In the immediate aftermath of the sixth episode of The Mandalorian, I’m excited. It was great fun watching the second half, with plenty of tense action and twists. We have some of the greatest fight scenes of the season, with the Mandalorian really showing off all his abilities. There’s a tense game of deadly hide-and-seek involving the child. We get glimpses of the state of the larger galaxy, both in the criminal underworld and in the Republic. We also get a few more hints about the Mandalorian’s past. And I was delighted by the presence of so many enjoyable actors: Richard Ayoade, whom I remember fondly as Moss from The IT Crowd, voices an arrogant mercenary droid; Clancy Brown, who voiced Savage Oppress (among other Star Wars characters), plays the hulking Devaronian muscle on the team; Mark Boone Junior, memorable as Bobby in Sons of Anarchy, plays the outlaw crew leader who throws together the operation; and the directors of other Mandalorian episodes cameo as X-Wing pilots. Then there are the actors I didn’t recognize, who you might, like Natalia Tena (whose roles include Nymphadora Tonks from the Harry Potter films) and Matt Lanter (whom I did not recognize in his small though crucial part as a scared security guard in this episode, and who voiced Anakin Skywalker in The Clone Wars).
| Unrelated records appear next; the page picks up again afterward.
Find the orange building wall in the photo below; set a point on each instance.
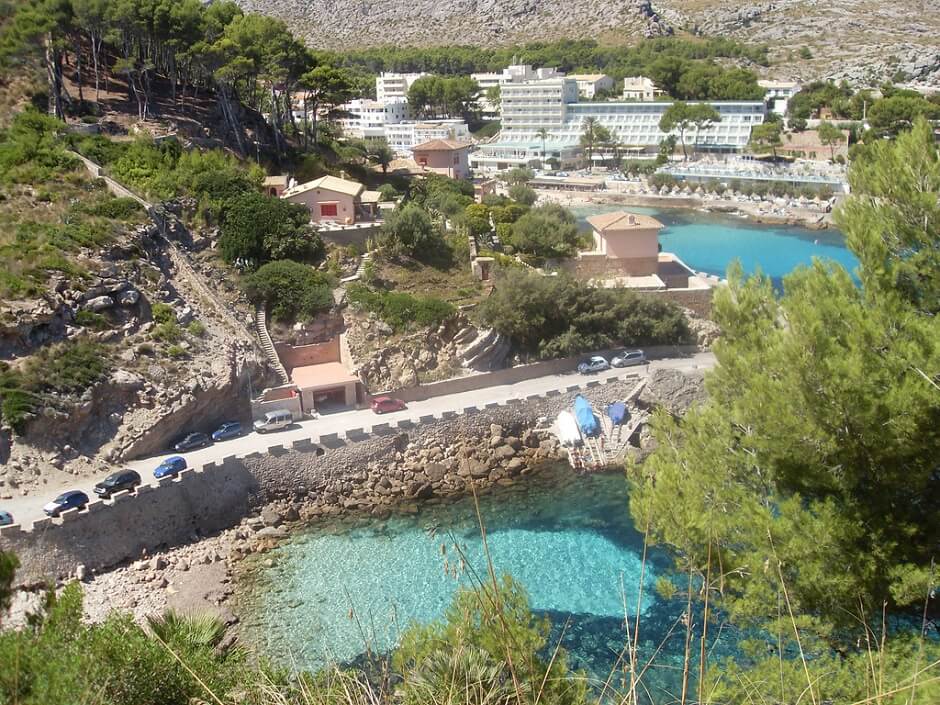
(345, 205)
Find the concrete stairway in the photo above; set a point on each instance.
(359, 270)
(267, 345)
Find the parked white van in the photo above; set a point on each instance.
(274, 421)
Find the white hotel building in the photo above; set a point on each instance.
(389, 86)
(402, 136)
(368, 119)
(553, 105)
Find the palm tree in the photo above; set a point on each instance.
(589, 137)
(382, 155)
(542, 134)
(594, 135)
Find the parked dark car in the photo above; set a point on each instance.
(381, 405)
(170, 467)
(73, 499)
(593, 364)
(230, 429)
(119, 481)
(628, 358)
(192, 441)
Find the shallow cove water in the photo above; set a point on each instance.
(709, 242)
(338, 586)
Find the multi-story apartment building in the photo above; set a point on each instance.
(590, 84)
(552, 105)
(517, 73)
(401, 137)
(394, 85)
(368, 119)
(640, 88)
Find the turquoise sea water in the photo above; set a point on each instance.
(567, 539)
(709, 242)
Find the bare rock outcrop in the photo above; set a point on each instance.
(673, 390)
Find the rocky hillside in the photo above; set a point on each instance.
(356, 23)
(862, 40)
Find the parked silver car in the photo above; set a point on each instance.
(628, 358)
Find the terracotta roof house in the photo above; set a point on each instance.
(330, 198)
(275, 185)
(624, 242)
(446, 157)
(806, 144)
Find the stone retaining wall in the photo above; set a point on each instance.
(365, 468)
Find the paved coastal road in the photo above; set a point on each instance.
(26, 509)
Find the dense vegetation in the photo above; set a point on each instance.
(292, 290)
(400, 310)
(50, 211)
(47, 376)
(894, 110)
(802, 496)
(557, 316)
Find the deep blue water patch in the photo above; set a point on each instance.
(709, 242)
(340, 589)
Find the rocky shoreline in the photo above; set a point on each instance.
(441, 464)
(200, 576)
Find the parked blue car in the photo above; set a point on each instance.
(73, 499)
(230, 429)
(170, 467)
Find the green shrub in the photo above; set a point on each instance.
(122, 208)
(169, 332)
(387, 192)
(163, 313)
(291, 290)
(401, 310)
(90, 319)
(551, 317)
(53, 372)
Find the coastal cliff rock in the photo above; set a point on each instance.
(353, 23)
(870, 42)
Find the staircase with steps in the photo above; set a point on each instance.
(267, 345)
(360, 270)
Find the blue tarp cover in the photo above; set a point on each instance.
(585, 416)
(617, 412)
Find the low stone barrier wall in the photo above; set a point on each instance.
(324, 471)
(521, 373)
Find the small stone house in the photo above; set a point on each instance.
(623, 243)
(329, 198)
(446, 157)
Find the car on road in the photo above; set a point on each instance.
(274, 421)
(382, 405)
(596, 363)
(192, 441)
(170, 467)
(230, 429)
(117, 482)
(73, 499)
(628, 358)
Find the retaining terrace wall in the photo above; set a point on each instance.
(216, 496)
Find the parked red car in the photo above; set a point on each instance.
(381, 405)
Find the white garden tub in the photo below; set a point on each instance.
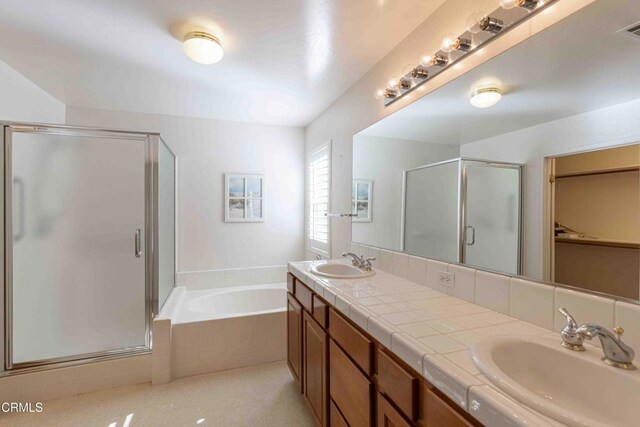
(216, 329)
(236, 301)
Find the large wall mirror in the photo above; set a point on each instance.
(543, 184)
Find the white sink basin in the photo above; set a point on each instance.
(340, 271)
(576, 389)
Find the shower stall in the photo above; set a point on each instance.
(89, 242)
(465, 211)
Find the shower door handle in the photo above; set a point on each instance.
(473, 235)
(137, 244)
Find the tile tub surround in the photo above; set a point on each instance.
(192, 348)
(431, 331)
(211, 279)
(522, 299)
(221, 344)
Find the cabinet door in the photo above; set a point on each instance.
(388, 416)
(440, 414)
(351, 391)
(294, 338)
(315, 368)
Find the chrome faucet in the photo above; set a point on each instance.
(616, 353)
(359, 261)
(571, 339)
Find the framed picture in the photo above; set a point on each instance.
(244, 198)
(361, 200)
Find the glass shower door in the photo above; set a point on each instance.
(77, 257)
(431, 211)
(492, 216)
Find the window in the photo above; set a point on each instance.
(244, 198)
(319, 170)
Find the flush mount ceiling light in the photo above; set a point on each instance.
(485, 97)
(202, 47)
(526, 4)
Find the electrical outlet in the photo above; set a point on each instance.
(446, 279)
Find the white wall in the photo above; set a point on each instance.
(383, 160)
(21, 100)
(606, 127)
(357, 109)
(206, 150)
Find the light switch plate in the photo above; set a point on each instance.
(446, 279)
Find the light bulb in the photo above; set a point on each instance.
(449, 43)
(474, 22)
(429, 60)
(509, 4)
(426, 60)
(525, 4)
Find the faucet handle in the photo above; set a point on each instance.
(571, 322)
(571, 338)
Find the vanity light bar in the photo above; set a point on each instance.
(486, 28)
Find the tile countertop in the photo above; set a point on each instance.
(432, 332)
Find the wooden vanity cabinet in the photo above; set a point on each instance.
(349, 379)
(294, 339)
(315, 366)
(388, 416)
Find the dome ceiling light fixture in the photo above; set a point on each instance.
(485, 97)
(203, 48)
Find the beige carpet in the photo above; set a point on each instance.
(256, 396)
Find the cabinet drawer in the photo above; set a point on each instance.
(398, 385)
(320, 311)
(304, 295)
(335, 417)
(438, 413)
(350, 390)
(388, 416)
(357, 345)
(291, 283)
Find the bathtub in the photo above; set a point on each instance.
(211, 330)
(235, 301)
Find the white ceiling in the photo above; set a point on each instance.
(580, 64)
(285, 60)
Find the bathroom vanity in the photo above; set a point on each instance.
(348, 378)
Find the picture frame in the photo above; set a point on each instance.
(244, 199)
(362, 200)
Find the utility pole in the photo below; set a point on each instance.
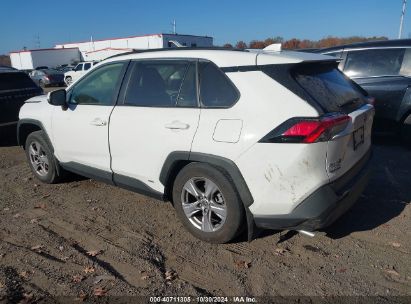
(174, 24)
(404, 4)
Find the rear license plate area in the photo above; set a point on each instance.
(358, 137)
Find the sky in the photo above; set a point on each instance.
(228, 21)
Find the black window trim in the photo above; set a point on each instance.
(117, 89)
(127, 78)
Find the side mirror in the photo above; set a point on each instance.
(57, 98)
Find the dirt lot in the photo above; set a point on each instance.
(83, 237)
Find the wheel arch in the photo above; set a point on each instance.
(27, 126)
(179, 159)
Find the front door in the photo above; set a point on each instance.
(80, 132)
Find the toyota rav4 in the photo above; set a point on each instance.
(234, 139)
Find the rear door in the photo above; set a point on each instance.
(334, 92)
(382, 73)
(158, 114)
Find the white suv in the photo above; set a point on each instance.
(235, 139)
(79, 70)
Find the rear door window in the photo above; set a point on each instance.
(216, 90)
(406, 64)
(374, 62)
(14, 81)
(329, 87)
(162, 83)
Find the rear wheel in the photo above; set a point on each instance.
(207, 203)
(42, 162)
(406, 134)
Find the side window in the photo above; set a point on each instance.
(79, 67)
(216, 90)
(162, 84)
(334, 54)
(374, 62)
(99, 87)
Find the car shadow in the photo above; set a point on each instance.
(8, 136)
(387, 193)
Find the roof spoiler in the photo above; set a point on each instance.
(275, 47)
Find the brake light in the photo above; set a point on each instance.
(308, 130)
(371, 100)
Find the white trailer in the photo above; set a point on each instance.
(101, 49)
(31, 59)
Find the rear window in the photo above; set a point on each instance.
(374, 62)
(14, 81)
(329, 87)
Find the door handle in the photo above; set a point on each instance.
(98, 122)
(177, 125)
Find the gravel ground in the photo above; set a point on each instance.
(84, 238)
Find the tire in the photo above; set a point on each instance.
(68, 80)
(41, 159)
(216, 213)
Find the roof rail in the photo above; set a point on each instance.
(214, 48)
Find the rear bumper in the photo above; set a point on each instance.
(325, 205)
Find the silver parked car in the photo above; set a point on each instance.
(47, 77)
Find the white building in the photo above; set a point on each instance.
(31, 59)
(101, 49)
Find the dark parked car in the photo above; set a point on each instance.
(15, 88)
(47, 77)
(383, 69)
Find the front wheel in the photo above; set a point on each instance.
(207, 203)
(42, 162)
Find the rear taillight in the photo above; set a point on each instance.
(370, 100)
(308, 130)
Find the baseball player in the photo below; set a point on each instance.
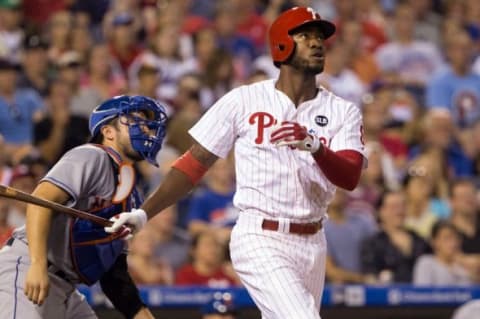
(294, 144)
(44, 260)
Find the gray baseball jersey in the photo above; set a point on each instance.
(86, 173)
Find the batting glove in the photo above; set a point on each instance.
(296, 136)
(134, 220)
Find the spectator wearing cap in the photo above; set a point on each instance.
(457, 89)
(442, 267)
(220, 306)
(11, 33)
(35, 66)
(123, 40)
(19, 109)
(102, 79)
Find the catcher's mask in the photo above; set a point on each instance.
(146, 144)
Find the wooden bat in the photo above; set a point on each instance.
(9, 192)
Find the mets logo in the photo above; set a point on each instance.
(321, 120)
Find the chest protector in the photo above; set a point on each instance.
(93, 250)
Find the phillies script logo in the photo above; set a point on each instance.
(263, 120)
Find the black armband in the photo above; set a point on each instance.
(119, 287)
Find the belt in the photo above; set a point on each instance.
(59, 273)
(294, 228)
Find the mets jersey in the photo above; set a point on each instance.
(86, 174)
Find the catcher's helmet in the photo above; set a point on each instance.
(281, 42)
(221, 303)
(147, 145)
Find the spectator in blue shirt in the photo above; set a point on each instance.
(457, 88)
(19, 108)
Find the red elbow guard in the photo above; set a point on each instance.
(191, 167)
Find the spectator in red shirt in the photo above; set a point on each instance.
(207, 264)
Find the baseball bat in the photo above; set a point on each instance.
(9, 192)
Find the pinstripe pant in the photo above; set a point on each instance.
(283, 273)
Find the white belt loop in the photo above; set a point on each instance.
(283, 225)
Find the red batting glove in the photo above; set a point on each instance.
(295, 135)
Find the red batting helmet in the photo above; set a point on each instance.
(281, 43)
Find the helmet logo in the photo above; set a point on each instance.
(313, 12)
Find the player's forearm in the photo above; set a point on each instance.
(38, 227)
(175, 186)
(38, 220)
(342, 168)
(186, 172)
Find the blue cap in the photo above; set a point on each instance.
(221, 303)
(123, 18)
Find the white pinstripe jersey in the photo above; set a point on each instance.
(278, 182)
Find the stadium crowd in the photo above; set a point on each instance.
(413, 67)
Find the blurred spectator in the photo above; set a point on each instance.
(38, 13)
(60, 130)
(407, 61)
(123, 40)
(441, 268)
(218, 76)
(250, 24)
(19, 109)
(102, 79)
(432, 166)
(339, 78)
(144, 268)
(457, 89)
(6, 229)
(391, 254)
(165, 54)
(220, 306)
(206, 266)
(439, 139)
(229, 37)
(5, 170)
(377, 178)
(419, 189)
(11, 32)
(59, 34)
(172, 244)
(372, 35)
(211, 207)
(82, 41)
(465, 214)
(345, 234)
(69, 67)
(35, 67)
(428, 22)
(360, 61)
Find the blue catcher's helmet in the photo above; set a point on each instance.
(220, 303)
(147, 145)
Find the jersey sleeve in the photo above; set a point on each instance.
(82, 171)
(350, 136)
(216, 130)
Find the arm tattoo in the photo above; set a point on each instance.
(204, 156)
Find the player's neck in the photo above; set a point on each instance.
(299, 87)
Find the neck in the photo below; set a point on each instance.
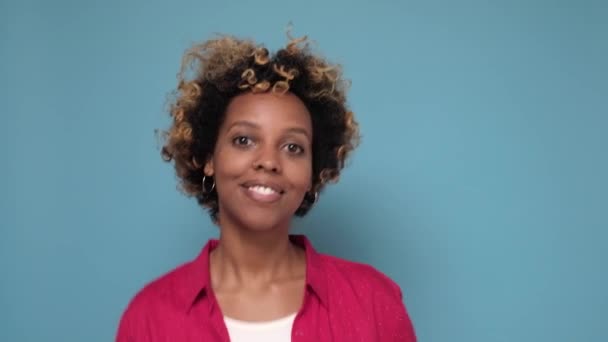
(245, 256)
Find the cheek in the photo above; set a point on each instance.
(229, 164)
(301, 174)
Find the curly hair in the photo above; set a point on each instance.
(217, 70)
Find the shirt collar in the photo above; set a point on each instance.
(198, 277)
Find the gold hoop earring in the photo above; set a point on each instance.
(205, 191)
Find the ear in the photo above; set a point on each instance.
(209, 169)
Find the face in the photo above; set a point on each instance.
(262, 162)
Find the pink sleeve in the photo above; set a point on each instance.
(395, 323)
(132, 326)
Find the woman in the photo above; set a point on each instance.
(255, 138)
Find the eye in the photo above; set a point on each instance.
(242, 141)
(294, 148)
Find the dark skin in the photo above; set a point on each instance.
(262, 167)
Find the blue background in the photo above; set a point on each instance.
(480, 185)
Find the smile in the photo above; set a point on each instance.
(263, 193)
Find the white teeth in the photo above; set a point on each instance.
(262, 190)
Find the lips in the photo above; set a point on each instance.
(263, 192)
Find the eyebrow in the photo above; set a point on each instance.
(296, 130)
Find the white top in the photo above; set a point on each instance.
(270, 331)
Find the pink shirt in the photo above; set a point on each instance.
(344, 301)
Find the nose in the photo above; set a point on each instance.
(268, 161)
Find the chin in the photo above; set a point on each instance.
(262, 222)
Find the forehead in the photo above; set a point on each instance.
(269, 111)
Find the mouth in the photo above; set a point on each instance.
(263, 192)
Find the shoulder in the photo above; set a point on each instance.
(359, 275)
(158, 300)
(373, 292)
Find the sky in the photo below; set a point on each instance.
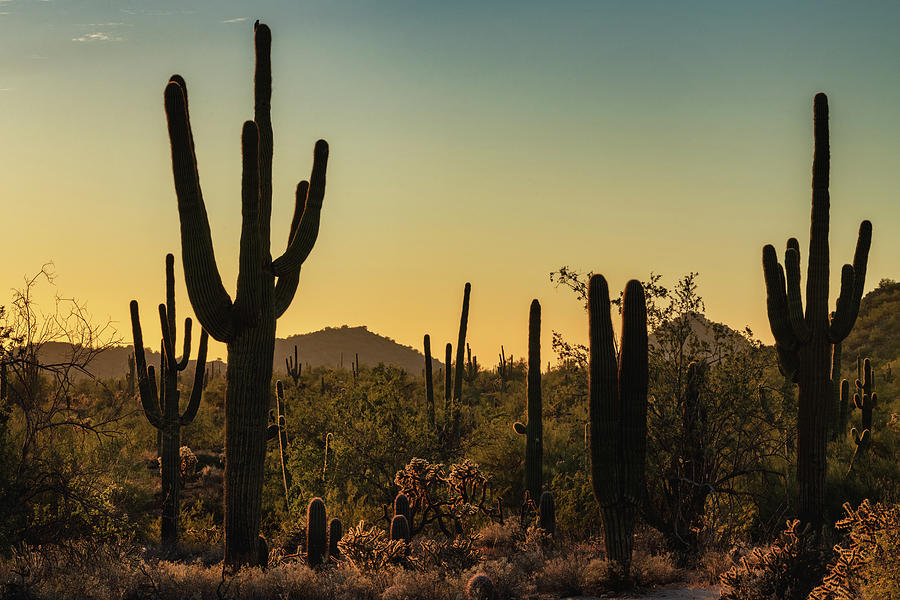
(489, 142)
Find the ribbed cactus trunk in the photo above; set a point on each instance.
(534, 430)
(429, 384)
(246, 325)
(461, 349)
(161, 404)
(804, 340)
(618, 414)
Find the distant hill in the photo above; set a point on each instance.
(876, 334)
(320, 348)
(329, 346)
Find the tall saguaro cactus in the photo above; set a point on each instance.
(804, 341)
(247, 324)
(161, 404)
(534, 430)
(429, 385)
(618, 413)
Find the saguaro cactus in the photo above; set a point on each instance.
(247, 324)
(804, 341)
(161, 404)
(429, 384)
(865, 400)
(461, 347)
(618, 413)
(534, 431)
(283, 441)
(316, 533)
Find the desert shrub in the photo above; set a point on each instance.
(788, 570)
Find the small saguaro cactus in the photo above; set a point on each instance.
(429, 384)
(834, 407)
(293, 367)
(547, 513)
(246, 325)
(448, 382)
(865, 400)
(161, 404)
(400, 528)
(534, 430)
(480, 587)
(282, 441)
(335, 533)
(316, 533)
(460, 349)
(618, 413)
(804, 340)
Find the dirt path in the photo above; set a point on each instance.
(675, 593)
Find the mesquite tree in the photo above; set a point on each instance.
(805, 341)
(161, 404)
(265, 288)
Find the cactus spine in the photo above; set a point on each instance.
(804, 341)
(316, 532)
(534, 431)
(618, 413)
(247, 324)
(429, 384)
(161, 404)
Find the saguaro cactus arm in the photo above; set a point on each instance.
(304, 238)
(197, 390)
(211, 302)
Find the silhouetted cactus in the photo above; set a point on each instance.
(293, 366)
(247, 324)
(865, 400)
(834, 407)
(400, 528)
(618, 413)
(161, 404)
(547, 513)
(429, 384)
(480, 587)
(460, 349)
(534, 430)
(335, 533)
(130, 378)
(448, 383)
(804, 341)
(316, 533)
(283, 441)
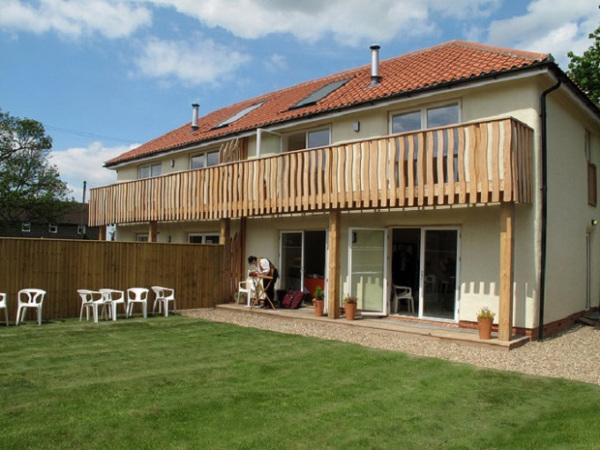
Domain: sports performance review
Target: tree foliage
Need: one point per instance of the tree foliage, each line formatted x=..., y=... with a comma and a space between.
x=585, y=69
x=30, y=187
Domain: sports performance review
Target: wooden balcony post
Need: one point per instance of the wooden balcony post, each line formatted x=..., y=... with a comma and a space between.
x=505, y=312
x=153, y=231
x=333, y=270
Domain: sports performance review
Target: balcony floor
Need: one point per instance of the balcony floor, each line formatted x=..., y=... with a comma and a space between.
x=394, y=325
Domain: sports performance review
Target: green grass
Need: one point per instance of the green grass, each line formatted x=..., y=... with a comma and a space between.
x=180, y=383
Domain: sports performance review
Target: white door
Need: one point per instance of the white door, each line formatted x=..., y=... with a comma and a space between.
x=367, y=251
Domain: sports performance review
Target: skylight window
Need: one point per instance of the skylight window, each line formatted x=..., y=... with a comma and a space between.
x=237, y=116
x=320, y=94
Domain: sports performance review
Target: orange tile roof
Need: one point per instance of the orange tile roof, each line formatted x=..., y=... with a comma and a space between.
x=447, y=63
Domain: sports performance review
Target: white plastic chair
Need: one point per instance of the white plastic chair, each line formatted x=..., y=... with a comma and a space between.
x=247, y=287
x=162, y=296
x=402, y=293
x=30, y=298
x=137, y=295
x=4, y=305
x=113, y=298
x=91, y=299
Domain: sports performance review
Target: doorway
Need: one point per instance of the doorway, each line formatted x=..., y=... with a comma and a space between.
x=303, y=260
x=426, y=261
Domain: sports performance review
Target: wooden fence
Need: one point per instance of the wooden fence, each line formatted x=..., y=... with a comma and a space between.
x=471, y=163
x=62, y=266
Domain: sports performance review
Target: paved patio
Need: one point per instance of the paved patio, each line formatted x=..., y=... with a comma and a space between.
x=427, y=330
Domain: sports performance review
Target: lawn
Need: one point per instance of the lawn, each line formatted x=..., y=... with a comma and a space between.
x=179, y=382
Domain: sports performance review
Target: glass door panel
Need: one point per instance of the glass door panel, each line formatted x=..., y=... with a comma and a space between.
x=438, y=284
x=367, y=263
x=292, y=269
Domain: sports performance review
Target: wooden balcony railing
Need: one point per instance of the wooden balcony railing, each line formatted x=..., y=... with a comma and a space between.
x=481, y=162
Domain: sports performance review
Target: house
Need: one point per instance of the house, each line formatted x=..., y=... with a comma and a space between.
x=463, y=171
x=73, y=224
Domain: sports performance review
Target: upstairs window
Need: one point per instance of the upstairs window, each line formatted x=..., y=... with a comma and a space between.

But I remember how I felt during the first part, when Mando fills in the last spot of a five-person job to bust a target out of a New Republic prison ship. During those opening moments, our hero (or antihero) felt more like a silent video game protagonist than usual. As we were introduced to characters along with Mando, we learned that some knew him and some didn’t, some hated him and some liked him; the other characters traded verbal jabs, made jokes, and eluded to shady pasts. Meanwhile, Mando did a whole lot of staring silently through his helmet. We’ve seen this plot many times before too, in television episodes (not to mention series) and films and video games and books: a group of undesirables gets together for a job that should be simple, and then things go wrong. The episode doesn’t set the characters up much–they’re archetypes. The boss putting the job together has seen it all and is too old to go out on jobs himself anymore; the point guy is agitated and arrogant; the pilot is an aloof and brilliant droid that no one else fully trusts; the muscle is exactly that, big and mean; and then there’s the acrobat archetype, who is also the only female in the episode, written as a “sexy psychopath” like Harley Quinn. At first, they felt like unlikable versions of characters in The Fast and the Furious, Guardians of the Galaxy, or Suicide Squad–though one of the things I liked about the episode is that the second half shows that they are supposed to be unlikable, that they’re not good people.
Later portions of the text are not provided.